Nokia’s slide continues in 2Q: warns of troubled times ahead

16 Jul 2004

The world’s leading mobile handset manufacturer Nokia has reported a 5% fall in sales to EUR6.64 billion and a 39% drop in operating profits at its core mobile phone division to EUR797 million for the three months to 30 June, and warned that sales and profits would continue to slide as it cuts prices and spends more to cling on to its market share. The group’s pessimistic prediction for the remainder of the year wiped 12% off its share price at the close yesterday and marked a sharp contrast to the fortunes of rising star Sony Ericsson which yesterday posted a 34% year-on-year rise in sales to EUR1.504 billion and a 55% improvement in units shipped to 10.4 million.
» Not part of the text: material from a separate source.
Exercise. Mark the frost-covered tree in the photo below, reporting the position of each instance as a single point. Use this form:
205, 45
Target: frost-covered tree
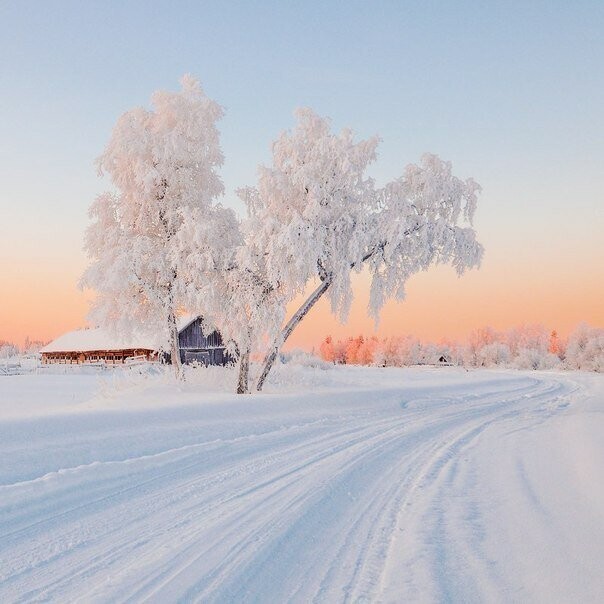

Nokia’s continuing woes stem from its weak product range and lack of popular design formats such as ‘clamshell’ and mid-priced camera phone models. In the second quarter Nokia saw mobile phone sales drop by 13%, prompting the manufacturer to announce its third warning since 6 April. Although the company hopes to launch new handset models to address the problem, it is coming under increasing pressure from rivals such as Motorola, Samsung, Siemens and, of course, Sony Ericsson, and its share of the market has dropped to 31%, from 32% in 1Q 2004 and 38% in 2003. Added to this, it is unlikely that the manufacturer will be able to introduce the new phones in sufficient numbers until the fourth quarter, making it all the more likely it will have to keep cutting prices in the face of unpopular product lines.

Nokia’s chief executive Jorma Ollila has attempted to put a brave face on the situation, saying that there had been a reversal in fortunes since mid-May, and that his company had performed well in June. However, whilst handset shipments are bearing up well – the company sold 45.4 million units in Q2 compared with 44.7 million the previous quarter – the sales are coming at a cost in terms of profitability. The vendor has been cutting handset prices and increasing its adspend, resulting in a worrying fall in quarterly operating margins for the mobile phone division from 27.2% to 19.1%.